Saturday, May 29, 2010

Bruce Waltke’s Comments Create Firestorm

Bruce Waltke is one of the most well-known Old Testament scholars in the Reformed tradition of this generation. Known by many as a conservative, his comments made in a recently-released 2009 interview may have created one of the most significant theological firestorms to sweep through the evangelical community in recent memory.[1]

“Bruce Waltke: Why Must the Church Accept Evolution?”

On March 24, the Science and Sacred blog of the Biologos Forum posted a 2009 interview in which Dr. Waltke made definitive statements defending theistic evolution, while simultaneously marginalizing and potentially alienating all who still hold to a literal six-day-creation view of Genesis. In the video titled Bruce Waltke: Why Must the Church Accept Evolution? Dr. Waltke makes the following statement:

…if the data is overwhelmingly in favor of evolution, to deny that reality will make us a cult…some odd group that is not really interacting with the world. And rightly so, because we are not using our gifts and trusting God’s Providence that brought us to this point of our awareness.[2]

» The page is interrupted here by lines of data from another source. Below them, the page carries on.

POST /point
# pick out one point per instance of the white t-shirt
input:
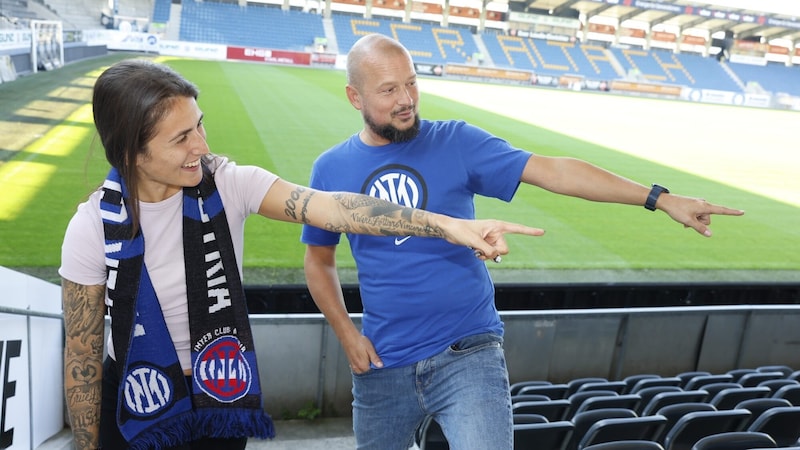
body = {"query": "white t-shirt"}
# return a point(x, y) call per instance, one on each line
point(242, 188)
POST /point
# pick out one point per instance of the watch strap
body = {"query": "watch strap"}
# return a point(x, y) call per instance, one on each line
point(655, 192)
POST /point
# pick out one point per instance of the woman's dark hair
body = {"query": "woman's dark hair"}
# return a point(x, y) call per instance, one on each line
point(129, 100)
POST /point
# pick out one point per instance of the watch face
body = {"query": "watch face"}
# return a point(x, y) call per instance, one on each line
point(653, 196)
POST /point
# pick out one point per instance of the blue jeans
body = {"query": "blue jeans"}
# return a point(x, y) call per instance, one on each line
point(464, 388)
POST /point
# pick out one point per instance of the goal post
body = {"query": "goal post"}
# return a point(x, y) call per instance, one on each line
point(47, 44)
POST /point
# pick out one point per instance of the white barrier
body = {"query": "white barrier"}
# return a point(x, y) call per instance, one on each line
point(30, 318)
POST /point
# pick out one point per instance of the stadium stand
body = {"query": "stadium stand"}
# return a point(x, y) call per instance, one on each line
point(773, 77)
point(677, 424)
point(735, 440)
point(258, 26)
point(427, 43)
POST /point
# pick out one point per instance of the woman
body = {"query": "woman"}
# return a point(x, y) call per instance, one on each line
point(160, 246)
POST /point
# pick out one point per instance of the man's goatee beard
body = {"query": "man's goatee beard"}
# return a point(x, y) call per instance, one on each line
point(392, 134)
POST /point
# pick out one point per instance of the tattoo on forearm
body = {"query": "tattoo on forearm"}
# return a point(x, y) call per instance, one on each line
point(84, 323)
point(291, 203)
point(82, 310)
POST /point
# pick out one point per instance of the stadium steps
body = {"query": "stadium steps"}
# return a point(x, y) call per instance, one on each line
point(487, 57)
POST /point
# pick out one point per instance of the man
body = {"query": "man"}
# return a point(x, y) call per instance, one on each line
point(432, 338)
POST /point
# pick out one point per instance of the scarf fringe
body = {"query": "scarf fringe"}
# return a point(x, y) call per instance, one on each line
point(234, 423)
point(171, 432)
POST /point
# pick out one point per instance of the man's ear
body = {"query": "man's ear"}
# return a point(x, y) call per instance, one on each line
point(353, 96)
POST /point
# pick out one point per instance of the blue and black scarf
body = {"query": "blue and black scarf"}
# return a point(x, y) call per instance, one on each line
point(156, 406)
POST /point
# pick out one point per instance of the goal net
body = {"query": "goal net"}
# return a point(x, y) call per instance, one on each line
point(47, 44)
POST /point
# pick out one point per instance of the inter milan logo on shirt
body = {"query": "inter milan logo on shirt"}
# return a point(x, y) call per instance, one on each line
point(222, 370)
point(148, 391)
point(398, 184)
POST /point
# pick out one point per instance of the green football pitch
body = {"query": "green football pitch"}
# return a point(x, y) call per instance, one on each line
point(282, 117)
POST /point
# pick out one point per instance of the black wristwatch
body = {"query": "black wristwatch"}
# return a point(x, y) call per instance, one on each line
point(653, 196)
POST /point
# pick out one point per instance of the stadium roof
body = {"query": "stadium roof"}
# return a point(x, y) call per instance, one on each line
point(778, 19)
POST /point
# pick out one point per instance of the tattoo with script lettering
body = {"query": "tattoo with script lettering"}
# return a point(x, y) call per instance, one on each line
point(84, 323)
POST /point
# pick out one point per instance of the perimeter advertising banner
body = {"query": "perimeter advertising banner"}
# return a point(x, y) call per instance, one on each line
point(269, 56)
point(31, 373)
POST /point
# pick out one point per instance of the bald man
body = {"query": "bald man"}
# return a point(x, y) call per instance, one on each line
point(431, 338)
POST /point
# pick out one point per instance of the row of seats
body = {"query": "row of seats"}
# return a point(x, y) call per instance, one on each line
point(429, 43)
point(741, 409)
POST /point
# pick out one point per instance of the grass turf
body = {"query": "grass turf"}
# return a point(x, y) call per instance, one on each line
point(282, 117)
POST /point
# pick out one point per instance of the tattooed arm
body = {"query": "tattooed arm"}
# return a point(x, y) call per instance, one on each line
point(345, 212)
point(84, 321)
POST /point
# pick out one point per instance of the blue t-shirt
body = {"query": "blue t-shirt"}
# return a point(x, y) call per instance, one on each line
point(420, 295)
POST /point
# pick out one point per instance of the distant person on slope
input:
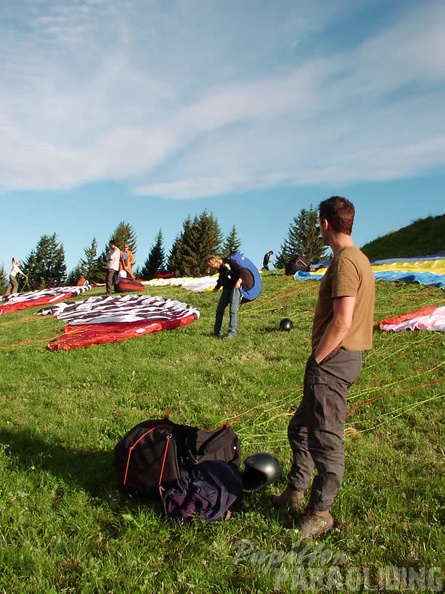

At the time the video debuted, Dr. Waltke had been a professor of Old Testament at Reformed Theological Seminary (RTS) for more than 20 years, but his resignation from the seminary was reported on April 6. Biologos reports that on March 29 he was asked by the seminary to request that the video be taken down. Miscellanies: a Christ-centered blog reported a clarification by Dr. Waltke on March 31 in which he continues to affirm that Adam and Eve are historical figures from whom all humans descended.[3]

Although some early reports indicated that RTS had essentially forced his resignation, Dr. Waltke and seminary Chancellor and CEO Robert (Ric) Cannada have subsequently issued a joint statement that this is not true. Dr. Waltke tendered his resignation because of the harm the video was causing RTS and his resignation was accepted as being in the best interests of RTS. (for a post of Bruce Waltke’s statement, click here; for Ric Cannada’s statement, click here).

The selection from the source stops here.